Working hard to get the most out of the mining sector

 BY BACHA ZEWDIE

Ethiopia’s virtually untapped, diverse and vast mineral resources offer huge potential opportunities for exploration and development. These include – but are not limited to – tantalum, potash, gemstones, gold, iron ore and various industrial, energy and construction minerals. This extraordinary potential coupled with improving government policies and regulations means Ethiopia is now very much on the radar screen of international mining investors.

As witnessed by some officials of continental institutions, Ethiopia’s mining sector has potential to stimulate economic growth and poverty reduction. The country is rich in mineral resources, including oil and gas, these remained largely untapped, adding mining’s potential to contribute to economic growth and poverty reduction in the country could not be over-emphasized.

With considerable gold reserves, and a rapidly-developing governance structure in place, Ethiopia could be one of the most attractive investment destinations for the global mining industry, especially for foreign firms looking for a stake in the gold sector. According to the Extractive Industries Transparency Initiative (EITI), Ethiopia boasts around 200 tons of gold, and with a further 360 million tons of coal and 69 million tons of iron, there is every reason to be optimistic about the country’s mineral future.

Regardless of its untapped potential, the sector contributed to less than 1 percent of Gross Domestic Product (GDP), 14 percent of exports, 1 percent of government revenue and was only able to create 4,000 formal jobs in 2018. In its Growth and Transformation Plan, Ethiopia has set as a target for its mining sector to contribute to 10 percent of GDP by 2025. To achieve this target and to successfully leverage its mining sector for economic growth and sustainable development, the country will have to learn from the experiences and good practices of more mature mining economies and make use of available frameworks and guidelines.

Acknowledging the above suggestion, commendable activities towards exploiting the sector’s resource are underway. As a result of utmost effort exerted to the sector by government and the private sector, more than 458 million USD was earned from minerals exports during the past months of this fiscal year, Ministry of Mines reported.

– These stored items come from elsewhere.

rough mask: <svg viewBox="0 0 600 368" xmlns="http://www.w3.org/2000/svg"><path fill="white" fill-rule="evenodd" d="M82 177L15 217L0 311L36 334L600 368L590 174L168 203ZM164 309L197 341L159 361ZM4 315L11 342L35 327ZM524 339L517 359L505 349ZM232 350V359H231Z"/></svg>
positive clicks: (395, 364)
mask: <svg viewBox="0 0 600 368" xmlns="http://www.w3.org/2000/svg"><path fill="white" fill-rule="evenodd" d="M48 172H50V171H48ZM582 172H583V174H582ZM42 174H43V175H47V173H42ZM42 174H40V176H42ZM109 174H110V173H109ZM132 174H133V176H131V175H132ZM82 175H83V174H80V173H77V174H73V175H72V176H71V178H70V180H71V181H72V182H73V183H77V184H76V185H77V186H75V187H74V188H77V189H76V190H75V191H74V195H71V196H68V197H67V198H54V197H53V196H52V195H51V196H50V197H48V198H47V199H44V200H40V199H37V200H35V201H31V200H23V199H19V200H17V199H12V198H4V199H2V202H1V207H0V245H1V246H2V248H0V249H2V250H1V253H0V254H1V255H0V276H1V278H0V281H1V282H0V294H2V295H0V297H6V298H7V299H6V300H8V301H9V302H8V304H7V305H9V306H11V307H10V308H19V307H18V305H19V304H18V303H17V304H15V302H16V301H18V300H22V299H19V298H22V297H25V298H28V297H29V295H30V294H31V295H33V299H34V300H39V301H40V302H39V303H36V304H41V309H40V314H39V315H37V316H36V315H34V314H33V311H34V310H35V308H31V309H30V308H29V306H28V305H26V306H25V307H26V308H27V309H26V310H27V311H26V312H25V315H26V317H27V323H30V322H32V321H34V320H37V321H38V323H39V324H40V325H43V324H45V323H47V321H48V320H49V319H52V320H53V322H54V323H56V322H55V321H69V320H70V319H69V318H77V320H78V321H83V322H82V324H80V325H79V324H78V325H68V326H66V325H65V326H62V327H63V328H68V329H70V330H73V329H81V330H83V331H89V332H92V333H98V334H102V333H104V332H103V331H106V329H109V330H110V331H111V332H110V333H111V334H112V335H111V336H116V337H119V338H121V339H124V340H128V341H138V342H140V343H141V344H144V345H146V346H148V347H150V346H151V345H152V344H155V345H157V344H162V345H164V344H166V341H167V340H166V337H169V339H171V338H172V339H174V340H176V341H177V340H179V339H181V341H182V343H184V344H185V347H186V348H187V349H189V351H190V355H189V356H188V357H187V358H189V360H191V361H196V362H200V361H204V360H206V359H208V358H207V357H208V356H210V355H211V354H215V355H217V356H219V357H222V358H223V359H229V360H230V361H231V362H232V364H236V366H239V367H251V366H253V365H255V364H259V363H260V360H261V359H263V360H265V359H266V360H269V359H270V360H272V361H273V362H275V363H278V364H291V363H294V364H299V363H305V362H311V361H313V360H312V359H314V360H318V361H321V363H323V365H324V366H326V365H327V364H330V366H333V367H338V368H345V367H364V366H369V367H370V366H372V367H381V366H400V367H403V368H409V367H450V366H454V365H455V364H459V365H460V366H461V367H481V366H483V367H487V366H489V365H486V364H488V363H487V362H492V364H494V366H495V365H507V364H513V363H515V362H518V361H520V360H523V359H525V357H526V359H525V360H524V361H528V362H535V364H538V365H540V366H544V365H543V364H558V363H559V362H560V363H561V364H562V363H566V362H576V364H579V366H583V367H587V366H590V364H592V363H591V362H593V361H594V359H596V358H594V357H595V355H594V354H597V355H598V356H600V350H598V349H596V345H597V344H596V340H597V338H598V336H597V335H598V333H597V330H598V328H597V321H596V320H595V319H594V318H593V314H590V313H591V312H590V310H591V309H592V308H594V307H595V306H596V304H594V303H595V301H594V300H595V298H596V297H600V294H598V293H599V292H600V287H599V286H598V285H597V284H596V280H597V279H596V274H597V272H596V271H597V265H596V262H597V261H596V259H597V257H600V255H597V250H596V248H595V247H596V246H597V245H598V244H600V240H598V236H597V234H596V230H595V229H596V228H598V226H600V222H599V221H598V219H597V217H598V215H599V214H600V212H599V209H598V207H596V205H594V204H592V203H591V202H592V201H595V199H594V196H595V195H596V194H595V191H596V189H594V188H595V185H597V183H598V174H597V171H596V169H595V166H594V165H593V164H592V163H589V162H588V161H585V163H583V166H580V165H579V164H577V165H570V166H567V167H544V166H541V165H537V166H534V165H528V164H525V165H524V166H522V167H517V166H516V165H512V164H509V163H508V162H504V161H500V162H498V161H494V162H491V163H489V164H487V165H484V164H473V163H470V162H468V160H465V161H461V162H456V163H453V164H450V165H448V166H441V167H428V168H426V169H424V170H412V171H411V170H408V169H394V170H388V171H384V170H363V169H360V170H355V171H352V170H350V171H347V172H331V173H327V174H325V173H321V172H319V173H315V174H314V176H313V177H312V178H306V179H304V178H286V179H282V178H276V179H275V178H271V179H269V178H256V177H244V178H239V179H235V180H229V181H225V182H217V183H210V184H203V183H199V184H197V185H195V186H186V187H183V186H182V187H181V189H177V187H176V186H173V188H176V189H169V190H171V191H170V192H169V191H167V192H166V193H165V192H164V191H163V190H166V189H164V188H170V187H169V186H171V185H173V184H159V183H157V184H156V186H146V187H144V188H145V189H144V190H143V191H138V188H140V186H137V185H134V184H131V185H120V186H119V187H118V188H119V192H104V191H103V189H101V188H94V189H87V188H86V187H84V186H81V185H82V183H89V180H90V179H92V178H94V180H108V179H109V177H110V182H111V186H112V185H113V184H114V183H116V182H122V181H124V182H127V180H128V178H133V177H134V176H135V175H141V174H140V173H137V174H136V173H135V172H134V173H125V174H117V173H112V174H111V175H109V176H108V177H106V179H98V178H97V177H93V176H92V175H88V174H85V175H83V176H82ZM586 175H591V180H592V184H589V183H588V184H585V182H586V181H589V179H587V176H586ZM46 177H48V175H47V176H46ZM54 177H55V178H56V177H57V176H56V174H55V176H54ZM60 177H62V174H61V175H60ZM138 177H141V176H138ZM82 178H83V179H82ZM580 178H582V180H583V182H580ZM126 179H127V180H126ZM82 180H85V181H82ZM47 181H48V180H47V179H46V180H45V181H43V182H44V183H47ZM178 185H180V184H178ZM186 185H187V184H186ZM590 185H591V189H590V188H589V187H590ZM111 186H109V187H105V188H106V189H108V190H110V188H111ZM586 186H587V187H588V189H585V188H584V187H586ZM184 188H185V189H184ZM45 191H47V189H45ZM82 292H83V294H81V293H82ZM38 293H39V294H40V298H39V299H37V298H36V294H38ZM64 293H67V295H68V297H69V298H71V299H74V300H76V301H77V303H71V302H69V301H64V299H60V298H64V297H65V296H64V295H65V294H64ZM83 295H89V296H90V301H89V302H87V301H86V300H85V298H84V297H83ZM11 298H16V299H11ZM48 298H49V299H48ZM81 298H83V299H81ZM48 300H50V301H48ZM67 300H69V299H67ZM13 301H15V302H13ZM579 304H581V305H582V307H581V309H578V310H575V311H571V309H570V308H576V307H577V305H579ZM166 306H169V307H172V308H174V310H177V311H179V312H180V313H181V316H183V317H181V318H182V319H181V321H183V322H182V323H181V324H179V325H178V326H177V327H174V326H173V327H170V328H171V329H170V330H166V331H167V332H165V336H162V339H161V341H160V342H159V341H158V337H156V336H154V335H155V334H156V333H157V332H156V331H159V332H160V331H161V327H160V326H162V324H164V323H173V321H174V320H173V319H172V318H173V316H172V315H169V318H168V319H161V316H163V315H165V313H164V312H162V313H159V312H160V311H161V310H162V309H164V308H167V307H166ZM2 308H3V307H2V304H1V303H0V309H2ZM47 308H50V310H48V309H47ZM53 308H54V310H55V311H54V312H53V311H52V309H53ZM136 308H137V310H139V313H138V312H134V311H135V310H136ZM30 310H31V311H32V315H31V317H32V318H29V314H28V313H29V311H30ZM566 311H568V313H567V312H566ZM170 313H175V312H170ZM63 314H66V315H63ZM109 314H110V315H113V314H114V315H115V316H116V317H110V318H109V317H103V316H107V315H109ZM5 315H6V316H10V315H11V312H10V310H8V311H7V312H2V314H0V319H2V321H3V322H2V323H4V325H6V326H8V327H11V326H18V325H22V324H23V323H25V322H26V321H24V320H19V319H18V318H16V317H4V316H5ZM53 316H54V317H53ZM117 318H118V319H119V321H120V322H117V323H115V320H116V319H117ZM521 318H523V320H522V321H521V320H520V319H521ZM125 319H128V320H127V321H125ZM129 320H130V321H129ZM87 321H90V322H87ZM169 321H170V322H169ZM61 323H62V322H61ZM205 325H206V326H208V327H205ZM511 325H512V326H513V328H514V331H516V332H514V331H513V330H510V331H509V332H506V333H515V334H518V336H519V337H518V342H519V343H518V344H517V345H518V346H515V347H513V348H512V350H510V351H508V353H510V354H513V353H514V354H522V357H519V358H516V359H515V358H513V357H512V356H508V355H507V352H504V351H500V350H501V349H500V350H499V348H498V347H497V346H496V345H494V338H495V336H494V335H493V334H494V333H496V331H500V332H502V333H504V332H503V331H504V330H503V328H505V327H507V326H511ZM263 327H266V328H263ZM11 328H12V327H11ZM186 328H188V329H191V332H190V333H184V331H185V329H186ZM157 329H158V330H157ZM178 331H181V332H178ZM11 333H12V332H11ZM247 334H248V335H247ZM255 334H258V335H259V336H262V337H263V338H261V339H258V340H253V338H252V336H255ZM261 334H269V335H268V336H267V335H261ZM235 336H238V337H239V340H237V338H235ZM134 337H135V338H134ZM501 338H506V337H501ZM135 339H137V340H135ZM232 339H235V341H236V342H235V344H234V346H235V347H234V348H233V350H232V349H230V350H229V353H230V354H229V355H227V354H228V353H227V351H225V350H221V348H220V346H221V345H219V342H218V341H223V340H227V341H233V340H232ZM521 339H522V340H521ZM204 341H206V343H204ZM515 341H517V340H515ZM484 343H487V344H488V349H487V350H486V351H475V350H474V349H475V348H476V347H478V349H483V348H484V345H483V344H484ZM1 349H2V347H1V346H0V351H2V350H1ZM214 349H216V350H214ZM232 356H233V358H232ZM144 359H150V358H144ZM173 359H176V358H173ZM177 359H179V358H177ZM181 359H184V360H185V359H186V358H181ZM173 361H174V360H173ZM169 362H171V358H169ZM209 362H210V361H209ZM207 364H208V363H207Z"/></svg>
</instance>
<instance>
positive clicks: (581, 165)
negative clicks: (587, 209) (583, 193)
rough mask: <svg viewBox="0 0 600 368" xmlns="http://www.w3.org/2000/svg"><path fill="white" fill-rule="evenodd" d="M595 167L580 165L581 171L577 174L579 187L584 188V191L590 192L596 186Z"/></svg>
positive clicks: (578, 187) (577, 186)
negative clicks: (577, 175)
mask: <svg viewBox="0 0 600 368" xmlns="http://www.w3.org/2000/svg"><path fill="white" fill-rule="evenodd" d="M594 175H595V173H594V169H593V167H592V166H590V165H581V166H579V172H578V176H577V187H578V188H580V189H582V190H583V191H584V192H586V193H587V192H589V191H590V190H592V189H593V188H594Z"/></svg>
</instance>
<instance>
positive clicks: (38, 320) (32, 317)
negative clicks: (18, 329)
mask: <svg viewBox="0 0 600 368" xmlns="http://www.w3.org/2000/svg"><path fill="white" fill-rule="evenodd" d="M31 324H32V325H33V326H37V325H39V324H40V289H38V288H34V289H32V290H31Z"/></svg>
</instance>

In the last nine months of the fiscal year, 458.7 million USD was earned from the export of minerals. During the same period, though planned to produce 8.2 million tons, cement factories could produce only 4.8 million tons.

The Minister of Mines, Eng. Takele Uma recently presented a nine-month report of his office to the 9th regular session of the 6th House of Peoples’ Representatives of the FDRE. The Minister said in his nine-month report: Various companies and mines have been shut down due to insecurity in various parts of the country.

He said the issue needs to be resolved permanently. To this end, The Ministry is working closely with security agencies to address the security challenges facing the sector. Therefore, his office is currently working with the Ministry of Defense, the Federal Police, the National Intelligence and Security Agency and the Artificial Intelligence Agency to come up with viable solutions for the problems.

He also said that, the effort exerted to working in collaboration with security forces to address the security threats is yielding results in 14 mining sites. He further said that, an agreement had been reached to set up a police department at the federal and state levels. As a result, the procurement of logistics supplies for the establishment of the departments has been completed and the necessary information has been provided to the security forces.

 He added that if the security situation can be improved with such an organization and sustainable solutions are placed in, the current benefits being gained from the sector could be advanced. Be it is, he said that a total of 458.07 USD was earned from gold, jewelry and industrial minerals exported in the last nine months of the current budget year.

The minister further elaborated that during the last nine months, 6,947 kilograms of gold was supplied to the National Bank of Ethiopia. Adding, he said that 2,337 kg of jewelry; 79 tons of tantalum; 7,363 tons of industrial minerals and 2,000 tons of sodium bromide were produced for the first time and provided to the international market.

In addition to the minerals exported, 4.6 million tons of industrial minerals and 36.8 million cubic meters of construction inputs are expected to be supplied to industries in the domestic market. On the other hand, 5 million quintals of table salt and 588,000 quintals of industrial salt have been put on the market, he said.

On the other hand, as of the Minister of Mines, there is a huge gap in the cement production, and marketing chain which is the main component for the construction sector. He said that the total cement factories in the past nine months have produced only 4.8 million tons out of the 8.2 million tons planned. And this is only 58 percent of the plan, he added.

According to the Minister’s explanation, intervention of external forces had adverse impact on the success of the production plan. On top of this, as to him, the cement factories are facing internal problems, especially lack of skilled man power and management problems. Moreover, In addition to the shortage of coal, the factories are also suffering from hindrances of power outages, production machinery shortages and lack of adequate manpower.

According to the Minister of Mines, various measures are being taken to alleviate the problems the cement factories faced. To this end, construction of coal plants has begun in various parts of the country to address the shortage of inputs such as coal.

He added that a product and marketing guideline has been prepared and implemented in collaboration with the Ministry of Trade and Regional Integration and the Cement Producers’ Association. He said the guideline is expected to create a smooth flow of factories and cement consumers.